The Mutilator dead at 90: William MacDonald, who cut off victims’ genitalia, was NSW’s longest-serving prisoner
The Daily Telegraph
The Mutilator dead at 90: William MacDonald, who cut off victims’ genitalia, was NSW’s longest-serving prisoner
- The Daily Telegraph
- May 13, 2015
- William MacDonald was NSW’s oldest and long-serving prisoner
- Touching detective’s penis in a public toilet his first brush with law
- Killings began with MacDonald befriending and drinking with victims
- Blamed his ‘irresistible’ urge to kill on being raped as a teenager
WILLIAM MacDonald, known as The Mutilator and NSW’s oldest and long-serving prisoner, has died in Sydney’s Prince of Wales Hospital.
MacDonald, who would have been 91 next month, terrorised Sydney in the early 1960s, killing four men in city parks and one earlier in Brisbane by luring them into dark places and then mutilating their genitalia.
Many believe he was Australia’s first high-profile serial killer.
His victims, mostly derelicts, were stabbed dozens of times with a long-bladed knife before MacDonald would cut off their penis and testicles.
Between 1961 and 1962, MacDonald was responsible for a series of grisly murders in Sydney before being caught in Melbourne in May 1963.
Born in England, he arrived in Australia in 1955, when, soon after arriving, he was charged for touching a detective’s penis in a public toilet.
His first victim was Amos Hurst, 55, who MacDonald befriended after meeting him outside the Roma Street railway station in May 1961.
The pair began a massive drinking session and went back to Hurst’s apartment and kept drinking. Williams began to strangle Hurst and killed him with a punch to the head.
Police believed the drunk had died from natural causes but MacDonald fled to Sydney, where his killing spree went into overdrive.
On June 4, 1961, a man’s nude body was found at the Sydney Domain Baths. He had been stabbed more than 30 times and castrated with a long-bladed knife. MacDonald had thrown his genitalia into Sydney Harbour.
The victim, Alfred Greenfield, was approached by MacDonald while he sat on a park bench near St Vincent’s Hospital and then lured to the Domain, where they kept drinking.
His injuries caused a frenzy among the press, who nicknamed him The Mutilator.
Soon after, his next victim, William Cobbin, was stabbed repeatedly and mutilated in a public toilet in at Moore Park.

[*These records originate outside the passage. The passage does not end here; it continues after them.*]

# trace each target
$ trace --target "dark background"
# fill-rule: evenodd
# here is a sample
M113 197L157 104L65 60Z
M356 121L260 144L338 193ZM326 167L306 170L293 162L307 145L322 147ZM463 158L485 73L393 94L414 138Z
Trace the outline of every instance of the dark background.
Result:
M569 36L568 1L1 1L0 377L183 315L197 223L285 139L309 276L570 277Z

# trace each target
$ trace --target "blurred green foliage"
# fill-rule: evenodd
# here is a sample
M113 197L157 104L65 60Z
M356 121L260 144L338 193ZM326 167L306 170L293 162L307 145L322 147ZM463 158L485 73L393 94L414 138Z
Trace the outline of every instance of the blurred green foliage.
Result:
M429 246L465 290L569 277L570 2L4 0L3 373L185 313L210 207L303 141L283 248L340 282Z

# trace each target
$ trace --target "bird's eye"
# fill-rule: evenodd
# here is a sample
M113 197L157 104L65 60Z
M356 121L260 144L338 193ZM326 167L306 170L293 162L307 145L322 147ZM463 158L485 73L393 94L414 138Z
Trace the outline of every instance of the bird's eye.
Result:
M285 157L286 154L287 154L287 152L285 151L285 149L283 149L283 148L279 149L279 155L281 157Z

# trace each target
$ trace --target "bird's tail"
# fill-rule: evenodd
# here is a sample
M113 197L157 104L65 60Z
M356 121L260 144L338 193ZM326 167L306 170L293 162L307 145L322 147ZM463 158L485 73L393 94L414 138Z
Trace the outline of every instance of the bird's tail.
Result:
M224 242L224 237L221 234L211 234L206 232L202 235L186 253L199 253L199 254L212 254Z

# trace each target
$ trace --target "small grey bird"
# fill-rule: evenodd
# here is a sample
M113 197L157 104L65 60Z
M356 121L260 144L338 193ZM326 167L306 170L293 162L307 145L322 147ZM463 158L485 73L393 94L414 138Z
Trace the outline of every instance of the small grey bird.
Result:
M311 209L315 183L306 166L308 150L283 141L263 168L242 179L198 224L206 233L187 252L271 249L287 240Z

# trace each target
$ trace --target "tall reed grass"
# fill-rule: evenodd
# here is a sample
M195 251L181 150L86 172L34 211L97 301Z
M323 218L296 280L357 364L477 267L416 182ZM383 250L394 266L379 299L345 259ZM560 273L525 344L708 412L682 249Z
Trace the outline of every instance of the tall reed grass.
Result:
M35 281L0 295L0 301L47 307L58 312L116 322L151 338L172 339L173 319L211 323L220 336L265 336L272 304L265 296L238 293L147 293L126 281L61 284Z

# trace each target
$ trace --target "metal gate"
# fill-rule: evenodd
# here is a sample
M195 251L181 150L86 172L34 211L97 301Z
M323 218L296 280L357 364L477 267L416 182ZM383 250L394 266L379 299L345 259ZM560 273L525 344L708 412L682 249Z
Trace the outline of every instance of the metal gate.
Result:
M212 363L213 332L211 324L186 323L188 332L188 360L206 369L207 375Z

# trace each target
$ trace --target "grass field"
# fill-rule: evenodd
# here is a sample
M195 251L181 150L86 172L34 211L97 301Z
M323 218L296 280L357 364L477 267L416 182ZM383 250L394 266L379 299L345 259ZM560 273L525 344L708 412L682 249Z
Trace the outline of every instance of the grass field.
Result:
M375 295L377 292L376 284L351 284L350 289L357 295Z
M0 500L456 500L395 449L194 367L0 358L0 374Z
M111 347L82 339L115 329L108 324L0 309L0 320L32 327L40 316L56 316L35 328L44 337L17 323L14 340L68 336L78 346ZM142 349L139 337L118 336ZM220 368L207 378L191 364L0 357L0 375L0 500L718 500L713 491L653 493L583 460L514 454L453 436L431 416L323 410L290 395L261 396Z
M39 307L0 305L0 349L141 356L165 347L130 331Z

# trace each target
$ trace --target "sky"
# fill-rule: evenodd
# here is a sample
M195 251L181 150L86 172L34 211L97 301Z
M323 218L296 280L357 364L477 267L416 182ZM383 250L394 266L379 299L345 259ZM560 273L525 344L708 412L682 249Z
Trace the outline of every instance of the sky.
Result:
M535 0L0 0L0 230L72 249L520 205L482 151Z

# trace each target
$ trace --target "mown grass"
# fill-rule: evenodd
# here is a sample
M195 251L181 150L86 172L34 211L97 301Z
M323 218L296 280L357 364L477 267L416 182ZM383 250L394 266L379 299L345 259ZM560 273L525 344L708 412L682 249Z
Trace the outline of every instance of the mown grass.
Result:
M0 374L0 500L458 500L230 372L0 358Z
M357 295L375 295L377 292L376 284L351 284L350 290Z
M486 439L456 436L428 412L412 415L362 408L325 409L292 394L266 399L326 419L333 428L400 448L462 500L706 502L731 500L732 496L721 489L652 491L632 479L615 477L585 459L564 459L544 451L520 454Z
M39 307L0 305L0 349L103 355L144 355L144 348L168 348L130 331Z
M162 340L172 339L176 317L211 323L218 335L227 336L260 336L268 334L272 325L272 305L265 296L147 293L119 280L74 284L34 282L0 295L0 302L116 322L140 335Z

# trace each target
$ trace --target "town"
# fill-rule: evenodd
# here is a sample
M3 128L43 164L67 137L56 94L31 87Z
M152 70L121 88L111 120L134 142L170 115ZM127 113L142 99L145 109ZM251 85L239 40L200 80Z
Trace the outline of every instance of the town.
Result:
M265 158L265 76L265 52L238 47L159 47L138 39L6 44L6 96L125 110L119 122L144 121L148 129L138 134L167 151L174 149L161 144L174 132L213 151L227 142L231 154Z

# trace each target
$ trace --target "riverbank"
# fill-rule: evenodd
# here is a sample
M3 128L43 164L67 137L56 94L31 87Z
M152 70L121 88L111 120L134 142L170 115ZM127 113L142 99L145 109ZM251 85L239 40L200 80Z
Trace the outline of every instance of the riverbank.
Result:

MacDonald severed his genitalia, placed them into a plastic bag along with his knife and departed the scene.
In March 1962, he killed Frank McLean, stabbing him in the neck in a Darlinghurst lane after a drinking session.
He stabbed him six times before slicing off his genitalia and put them into a plastic bag which he took home and got rid of the next day.
On June 6, 1962, MacDonald went to a bar in Pitt Street, where he befriended a 42-year-old derelict named James Hackett. Again they drank together before MacDonald stabbed him in the neck, then after a struggle stabbed him in the heart. His body was not found for three weeks.
After this murder he fled for a while to Brisbane and New Zealand but returned to Sydney, where a workmate came suspicious about him and went to police, who in turn released the story to the Daily Mirror.
MacDonald had fled to Melbourne but was arrested at the railway station where he was working as a porter.
When questioned, MacDonald admitted to the killings, saying he had an irresistible urge to kill after he was raped as a teenager in England.
MacDonald was imprisoned at Long Bay Hospital and was soon certified as insane and transferred to a secure mental hospital.
Detective William Arthur HARRIS, NSWPF, also investigated these murders.